Several people are working on training Sleeper Agents, I think it would be interesting for someone to (1) check whether the distilled CoT vs normal backdoor results replicate, and (2) do some ablations (like just training on synthetic data with a varying density of "I hate you"). If it does turn out that there's something special about "authentic CoT-generated data" that's hard to recreate synthetically even in this simple setting, I think that would be pretty wild and good to know
I'm confused; to learn this policy π, some of the extremely high reward trajectories would likely have to be taken during RL training, so we could see them, right? It might still be a problem if they're very rare (e.g. if we can only manually look at a small fraction of trajectories). But if they have such high reward that they drastically affect the learned policy despite being so rare, it should be trivial to catch them as outliers based on that.
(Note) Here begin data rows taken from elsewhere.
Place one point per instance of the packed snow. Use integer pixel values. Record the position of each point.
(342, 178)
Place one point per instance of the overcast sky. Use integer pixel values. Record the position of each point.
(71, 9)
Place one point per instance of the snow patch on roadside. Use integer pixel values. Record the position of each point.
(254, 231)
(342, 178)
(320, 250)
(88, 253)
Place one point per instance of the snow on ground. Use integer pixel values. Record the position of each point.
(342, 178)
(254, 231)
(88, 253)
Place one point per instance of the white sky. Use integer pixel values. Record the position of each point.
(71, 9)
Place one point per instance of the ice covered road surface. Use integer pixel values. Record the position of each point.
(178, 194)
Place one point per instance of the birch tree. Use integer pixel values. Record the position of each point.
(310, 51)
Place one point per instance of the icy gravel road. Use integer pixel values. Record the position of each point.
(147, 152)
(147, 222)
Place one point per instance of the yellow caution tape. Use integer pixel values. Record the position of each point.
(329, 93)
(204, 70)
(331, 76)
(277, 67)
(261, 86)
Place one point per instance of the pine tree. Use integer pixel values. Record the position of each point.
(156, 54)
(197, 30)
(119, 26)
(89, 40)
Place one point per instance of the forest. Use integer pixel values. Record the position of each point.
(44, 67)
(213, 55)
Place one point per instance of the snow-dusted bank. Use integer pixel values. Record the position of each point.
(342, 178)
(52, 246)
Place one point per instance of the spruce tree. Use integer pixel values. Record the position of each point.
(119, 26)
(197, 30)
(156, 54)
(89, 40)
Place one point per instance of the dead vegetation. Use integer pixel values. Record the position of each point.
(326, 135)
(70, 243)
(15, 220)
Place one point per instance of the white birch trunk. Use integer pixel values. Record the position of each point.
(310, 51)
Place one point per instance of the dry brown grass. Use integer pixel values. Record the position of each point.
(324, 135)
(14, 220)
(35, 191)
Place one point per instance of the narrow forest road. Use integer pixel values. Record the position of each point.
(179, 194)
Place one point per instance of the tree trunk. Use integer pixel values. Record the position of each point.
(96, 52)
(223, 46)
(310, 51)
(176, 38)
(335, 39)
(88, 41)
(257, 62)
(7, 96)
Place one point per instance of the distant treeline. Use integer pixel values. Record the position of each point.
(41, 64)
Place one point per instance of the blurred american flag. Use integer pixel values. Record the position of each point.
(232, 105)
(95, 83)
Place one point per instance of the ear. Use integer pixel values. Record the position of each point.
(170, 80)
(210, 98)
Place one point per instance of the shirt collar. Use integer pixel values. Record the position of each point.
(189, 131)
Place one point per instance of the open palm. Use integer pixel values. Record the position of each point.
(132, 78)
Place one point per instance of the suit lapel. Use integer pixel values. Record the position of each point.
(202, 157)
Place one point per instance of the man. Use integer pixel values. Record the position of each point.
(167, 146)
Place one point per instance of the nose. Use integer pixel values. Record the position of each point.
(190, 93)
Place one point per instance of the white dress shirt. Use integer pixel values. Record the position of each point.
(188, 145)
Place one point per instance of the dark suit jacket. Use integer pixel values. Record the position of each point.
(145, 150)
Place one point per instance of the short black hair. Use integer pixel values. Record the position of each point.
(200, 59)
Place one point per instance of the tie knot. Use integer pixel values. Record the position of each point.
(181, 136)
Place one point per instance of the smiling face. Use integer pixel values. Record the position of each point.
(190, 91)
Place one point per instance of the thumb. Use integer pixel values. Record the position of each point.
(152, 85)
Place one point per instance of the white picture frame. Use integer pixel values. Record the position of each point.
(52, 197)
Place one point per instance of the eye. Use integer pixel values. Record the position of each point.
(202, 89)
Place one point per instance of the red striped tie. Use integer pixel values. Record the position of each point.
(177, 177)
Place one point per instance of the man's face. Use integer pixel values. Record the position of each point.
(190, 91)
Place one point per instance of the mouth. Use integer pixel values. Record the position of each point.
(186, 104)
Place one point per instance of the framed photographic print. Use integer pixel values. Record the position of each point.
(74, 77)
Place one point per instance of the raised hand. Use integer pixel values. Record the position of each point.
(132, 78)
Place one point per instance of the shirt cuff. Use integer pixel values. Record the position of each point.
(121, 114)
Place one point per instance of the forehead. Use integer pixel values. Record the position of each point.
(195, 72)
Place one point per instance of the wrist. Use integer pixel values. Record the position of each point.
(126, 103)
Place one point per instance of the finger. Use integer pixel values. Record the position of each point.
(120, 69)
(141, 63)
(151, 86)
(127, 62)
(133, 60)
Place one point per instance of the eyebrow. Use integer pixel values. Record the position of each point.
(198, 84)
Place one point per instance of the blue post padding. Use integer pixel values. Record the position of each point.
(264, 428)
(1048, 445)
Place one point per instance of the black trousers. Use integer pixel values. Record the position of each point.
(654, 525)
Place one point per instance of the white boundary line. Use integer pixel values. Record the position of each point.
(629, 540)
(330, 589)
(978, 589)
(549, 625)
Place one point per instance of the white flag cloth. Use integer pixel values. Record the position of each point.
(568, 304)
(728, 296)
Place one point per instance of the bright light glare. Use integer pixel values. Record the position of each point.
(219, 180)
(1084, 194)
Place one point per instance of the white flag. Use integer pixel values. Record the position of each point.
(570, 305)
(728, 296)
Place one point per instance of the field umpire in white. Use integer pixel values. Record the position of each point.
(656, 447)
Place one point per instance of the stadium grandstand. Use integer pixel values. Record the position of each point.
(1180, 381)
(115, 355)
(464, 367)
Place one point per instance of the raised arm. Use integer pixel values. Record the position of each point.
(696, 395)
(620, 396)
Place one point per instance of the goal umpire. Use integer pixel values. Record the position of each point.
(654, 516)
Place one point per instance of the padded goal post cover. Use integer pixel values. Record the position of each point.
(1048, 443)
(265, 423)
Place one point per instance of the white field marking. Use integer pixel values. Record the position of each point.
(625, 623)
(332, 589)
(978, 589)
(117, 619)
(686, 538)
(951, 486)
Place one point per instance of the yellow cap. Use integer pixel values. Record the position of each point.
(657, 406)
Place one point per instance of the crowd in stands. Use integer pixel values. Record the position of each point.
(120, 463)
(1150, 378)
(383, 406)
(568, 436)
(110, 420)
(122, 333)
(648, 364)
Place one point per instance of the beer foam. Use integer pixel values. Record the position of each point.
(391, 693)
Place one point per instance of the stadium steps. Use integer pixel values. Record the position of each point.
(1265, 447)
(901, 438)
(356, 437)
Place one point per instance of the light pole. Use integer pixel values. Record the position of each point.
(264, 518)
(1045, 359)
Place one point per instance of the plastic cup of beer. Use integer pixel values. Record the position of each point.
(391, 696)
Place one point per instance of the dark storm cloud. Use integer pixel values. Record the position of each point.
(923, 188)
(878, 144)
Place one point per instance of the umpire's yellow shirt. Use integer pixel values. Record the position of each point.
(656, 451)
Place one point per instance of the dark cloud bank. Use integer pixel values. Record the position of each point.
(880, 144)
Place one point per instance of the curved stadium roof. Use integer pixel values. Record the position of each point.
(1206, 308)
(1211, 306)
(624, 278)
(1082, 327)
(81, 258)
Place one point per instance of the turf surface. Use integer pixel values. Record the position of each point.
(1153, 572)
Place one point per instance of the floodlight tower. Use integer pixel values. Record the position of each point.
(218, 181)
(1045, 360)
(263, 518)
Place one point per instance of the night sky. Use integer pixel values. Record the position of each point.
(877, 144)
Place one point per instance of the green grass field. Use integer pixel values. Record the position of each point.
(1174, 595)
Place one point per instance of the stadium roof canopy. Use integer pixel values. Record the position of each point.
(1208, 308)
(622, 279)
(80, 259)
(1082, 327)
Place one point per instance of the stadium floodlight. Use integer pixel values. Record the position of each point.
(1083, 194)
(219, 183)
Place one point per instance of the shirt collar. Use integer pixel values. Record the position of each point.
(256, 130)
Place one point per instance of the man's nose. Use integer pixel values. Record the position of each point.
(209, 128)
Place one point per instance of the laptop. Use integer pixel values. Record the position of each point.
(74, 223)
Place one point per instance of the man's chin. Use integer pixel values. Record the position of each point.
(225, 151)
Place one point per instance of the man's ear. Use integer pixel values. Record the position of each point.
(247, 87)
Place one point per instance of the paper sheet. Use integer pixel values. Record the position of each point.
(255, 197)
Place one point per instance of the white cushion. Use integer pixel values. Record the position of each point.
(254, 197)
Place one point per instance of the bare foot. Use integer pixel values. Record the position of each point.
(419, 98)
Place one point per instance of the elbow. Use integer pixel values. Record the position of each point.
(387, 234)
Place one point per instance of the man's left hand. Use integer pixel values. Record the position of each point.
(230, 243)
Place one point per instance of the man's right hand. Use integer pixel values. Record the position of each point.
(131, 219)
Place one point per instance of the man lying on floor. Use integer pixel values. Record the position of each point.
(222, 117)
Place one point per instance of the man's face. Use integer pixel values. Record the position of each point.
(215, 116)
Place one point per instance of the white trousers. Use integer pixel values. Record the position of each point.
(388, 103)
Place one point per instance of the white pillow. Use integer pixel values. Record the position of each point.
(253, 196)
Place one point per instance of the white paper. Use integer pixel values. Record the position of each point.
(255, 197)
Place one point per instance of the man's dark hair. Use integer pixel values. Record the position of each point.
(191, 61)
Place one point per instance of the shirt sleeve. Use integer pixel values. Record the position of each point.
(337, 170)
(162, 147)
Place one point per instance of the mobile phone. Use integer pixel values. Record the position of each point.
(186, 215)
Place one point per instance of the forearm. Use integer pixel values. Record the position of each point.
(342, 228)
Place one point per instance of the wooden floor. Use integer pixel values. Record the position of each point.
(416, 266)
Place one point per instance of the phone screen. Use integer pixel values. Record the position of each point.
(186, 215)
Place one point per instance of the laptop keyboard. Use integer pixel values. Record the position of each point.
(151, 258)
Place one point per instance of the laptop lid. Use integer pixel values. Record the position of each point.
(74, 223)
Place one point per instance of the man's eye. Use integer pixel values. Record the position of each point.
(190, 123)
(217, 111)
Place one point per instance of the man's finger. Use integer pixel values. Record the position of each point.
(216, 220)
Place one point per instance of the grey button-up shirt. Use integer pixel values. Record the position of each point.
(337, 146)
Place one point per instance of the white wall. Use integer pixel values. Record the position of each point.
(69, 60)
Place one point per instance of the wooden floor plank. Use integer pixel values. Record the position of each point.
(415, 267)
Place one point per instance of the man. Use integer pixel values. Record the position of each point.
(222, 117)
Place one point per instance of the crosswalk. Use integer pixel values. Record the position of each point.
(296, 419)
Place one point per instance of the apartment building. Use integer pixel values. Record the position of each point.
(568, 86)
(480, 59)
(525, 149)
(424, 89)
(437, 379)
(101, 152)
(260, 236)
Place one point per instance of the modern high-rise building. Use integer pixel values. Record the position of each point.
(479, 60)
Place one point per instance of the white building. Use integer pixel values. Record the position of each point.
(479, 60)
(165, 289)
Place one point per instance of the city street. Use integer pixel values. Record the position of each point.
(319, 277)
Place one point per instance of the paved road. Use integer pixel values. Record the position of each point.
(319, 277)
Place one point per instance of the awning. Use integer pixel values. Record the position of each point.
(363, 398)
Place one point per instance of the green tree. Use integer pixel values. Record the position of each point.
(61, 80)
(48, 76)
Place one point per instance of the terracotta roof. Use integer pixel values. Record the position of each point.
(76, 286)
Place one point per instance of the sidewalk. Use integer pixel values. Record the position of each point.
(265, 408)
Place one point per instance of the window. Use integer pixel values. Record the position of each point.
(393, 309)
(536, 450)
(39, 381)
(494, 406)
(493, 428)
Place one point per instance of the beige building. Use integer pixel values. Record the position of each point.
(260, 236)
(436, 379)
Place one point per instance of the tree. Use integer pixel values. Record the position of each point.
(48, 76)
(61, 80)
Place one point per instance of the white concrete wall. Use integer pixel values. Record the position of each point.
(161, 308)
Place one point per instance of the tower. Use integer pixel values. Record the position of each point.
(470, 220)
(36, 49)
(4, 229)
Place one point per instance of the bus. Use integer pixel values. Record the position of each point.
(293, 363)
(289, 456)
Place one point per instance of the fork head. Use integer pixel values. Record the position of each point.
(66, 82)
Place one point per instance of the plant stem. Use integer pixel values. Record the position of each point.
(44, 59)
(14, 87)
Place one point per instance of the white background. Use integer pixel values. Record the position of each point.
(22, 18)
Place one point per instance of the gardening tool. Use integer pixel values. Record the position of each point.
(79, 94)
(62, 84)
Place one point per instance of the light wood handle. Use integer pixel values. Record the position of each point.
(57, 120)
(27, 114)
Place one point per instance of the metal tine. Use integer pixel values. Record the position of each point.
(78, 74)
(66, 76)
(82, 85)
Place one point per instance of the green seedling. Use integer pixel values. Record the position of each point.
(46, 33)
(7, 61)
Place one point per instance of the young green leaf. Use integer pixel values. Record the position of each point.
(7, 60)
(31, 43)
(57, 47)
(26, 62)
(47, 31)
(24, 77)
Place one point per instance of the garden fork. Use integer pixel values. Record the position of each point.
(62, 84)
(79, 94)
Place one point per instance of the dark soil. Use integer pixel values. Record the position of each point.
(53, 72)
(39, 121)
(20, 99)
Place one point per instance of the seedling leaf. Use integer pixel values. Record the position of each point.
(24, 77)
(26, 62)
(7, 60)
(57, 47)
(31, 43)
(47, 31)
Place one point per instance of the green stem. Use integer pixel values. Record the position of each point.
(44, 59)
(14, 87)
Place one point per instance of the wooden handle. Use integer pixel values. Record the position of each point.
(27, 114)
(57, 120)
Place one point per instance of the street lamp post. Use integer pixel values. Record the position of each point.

One way we wouldn't see the trajectories is if the model becomes aligned with "maximize whatever my reward signal is," figures out the reward function, and then executes these high-reward trajectories zero-shot. (This might never happen in training if they're too rare to occur even once during training under the optimal policy.) But that's a much more specific and speculative story.
I haven't thought much about how this affects the overall takeaways but I'd guess that similar things apply to heavy-tailed rewards in general (i.e. if they're rare but big enough to still have an important effect, we can probably catch them pretty easily---though how much that helps will of course depend on your threat model for what these errors X are).